Darin vertritt die Mystik einen notwendigen Grundgedanken, dass das unendliche Leben unmittelbar der einzelnen Stelle gegenwärtig sein muss, und dass der Mensch nicht nur dieses oder jenes leisten, sondern eine Befreiung von seiner anfänglichen Art zu vollziehen und ein neues Leben und Wesen aus der Unendlichkeit zu gewinnen hat. Ohne eine solche Umwälzung bleibt uns das geistige Leben ein nebensächlicher Anhang, wird es nie zum Kern unseres Wesens, und erlangt es nie eine volle Ursprünglichkeit. In verwandtem Gedankengange verlangten die großen Erlösungsreligionen eine „Wiedergeburt“ des Menschen, aber auch über die Religion hinaus galt auf aller Höhe geistigen Schaffens das Werk nicht als eine Leistung des bloßen Individuums, sondern als Mitteilung und Offenbarung einer höheren Macht, die sich im Menschen erweist und ihn über sich selbst hinaushebt, und die ihn keineswegs zu einem bloßen Werkzeug erniedrigt, sondern ihn erst recht zur Selbsttätigkeit erweckt. Auch das gehört hierher, dass gewöhnlich die schaffenden Geister, die geistigen Helden der Weltgeschichte, obschon Menschen von höchster Aktivität, zugleich entschiedene Deterministen waren; ihr eignes Vermögen trat ihnen völlig zurück hinter dem Bewusstsein eines Getragen- und Getriebenwerdens durch eine überlegene Macht.

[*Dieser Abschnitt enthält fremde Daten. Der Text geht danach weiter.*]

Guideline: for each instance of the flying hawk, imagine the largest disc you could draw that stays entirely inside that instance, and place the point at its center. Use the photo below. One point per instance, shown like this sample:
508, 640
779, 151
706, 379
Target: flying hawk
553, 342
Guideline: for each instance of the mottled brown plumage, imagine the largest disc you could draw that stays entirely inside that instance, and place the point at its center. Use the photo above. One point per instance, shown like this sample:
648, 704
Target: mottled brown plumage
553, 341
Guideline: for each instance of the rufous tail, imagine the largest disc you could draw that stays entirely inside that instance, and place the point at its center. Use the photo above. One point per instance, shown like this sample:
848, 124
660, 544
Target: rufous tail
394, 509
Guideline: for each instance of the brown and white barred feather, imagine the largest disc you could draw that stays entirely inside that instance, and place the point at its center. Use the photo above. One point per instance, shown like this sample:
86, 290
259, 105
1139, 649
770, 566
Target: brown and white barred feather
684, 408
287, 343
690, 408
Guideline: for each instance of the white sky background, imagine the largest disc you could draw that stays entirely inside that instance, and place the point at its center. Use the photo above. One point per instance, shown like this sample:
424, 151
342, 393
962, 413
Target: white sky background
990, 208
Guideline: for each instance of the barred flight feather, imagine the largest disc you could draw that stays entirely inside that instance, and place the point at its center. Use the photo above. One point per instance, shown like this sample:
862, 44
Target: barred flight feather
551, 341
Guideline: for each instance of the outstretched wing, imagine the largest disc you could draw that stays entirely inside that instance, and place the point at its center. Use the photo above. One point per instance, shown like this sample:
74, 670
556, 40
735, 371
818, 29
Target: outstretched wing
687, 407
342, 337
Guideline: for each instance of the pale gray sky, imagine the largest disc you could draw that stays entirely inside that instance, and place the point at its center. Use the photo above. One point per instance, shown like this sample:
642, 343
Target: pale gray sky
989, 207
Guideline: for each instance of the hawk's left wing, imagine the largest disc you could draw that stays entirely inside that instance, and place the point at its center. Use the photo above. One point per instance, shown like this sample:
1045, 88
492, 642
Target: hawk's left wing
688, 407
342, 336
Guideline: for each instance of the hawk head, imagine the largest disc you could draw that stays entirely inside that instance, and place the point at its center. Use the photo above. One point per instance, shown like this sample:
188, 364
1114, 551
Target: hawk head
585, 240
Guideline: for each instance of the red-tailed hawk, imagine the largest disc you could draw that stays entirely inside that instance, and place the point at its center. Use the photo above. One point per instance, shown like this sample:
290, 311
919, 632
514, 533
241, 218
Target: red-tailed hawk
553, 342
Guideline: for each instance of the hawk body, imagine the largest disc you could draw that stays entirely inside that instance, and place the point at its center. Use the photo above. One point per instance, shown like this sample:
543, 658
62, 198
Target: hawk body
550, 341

Aber wenn diese Seite der eigenen Betätigung sich dem Bewusstsein der Handelnden leicht verbirgt und ausgeprägt religiöse Naturen wohl etwas Großes darin fanden, sie vollständig auszulöschen, wenn die Mystik oft in Gefahr geriet, den Menschen ganz und gar in das All verschwimmen zu lassen, in Wahrheit bedarf es auch seiner Entscheidung und Betätigung. Denn so gewiss ein Lebensvermögen an dieser besonderen Stelle durch überlegene Macht gesetzt sein muss, dies Vermögen wird zur Lebensenergie, wird zur vollen Wirklichkeit nur durch unser Anerkennen und Aneignen, nur durch die Zuwendung unserer Gesinnung und Überzeugung. Der Mensch ist kein bloßer Schauplatz, an dem sich etwas ereignet; das Geschehen muss, um wahrhaft geistiger Art zu sein, nicht nur an ihm, sondern in ihm und aus ihm geschehen. Gewiss ist eine Zuwendung immer auch ein Gehobenwerden, aber die Gnade findet dann ihre höchste Bekundung im Schaffen der Freiheit, das Vermögen des Menschen ist kein Abzug vom Göttlichen, sondern es bestärkt und bestätigt dieses. So verringert das Bewusstsein, im Ganzen gegründet und vom Ganzen getragen zu sein, ja durchaus am Ganzen zu hangen, die Kraft des Lebens in keiner Weise; es wird das um so weniger tun, als das Alleben nicht ein starres Sein, sondern ein unendliches Leben bildet, ein unendliches Leben, das an der einzelnen Stelle zu voller Wirkung erst mit jener Aneignung gelangt.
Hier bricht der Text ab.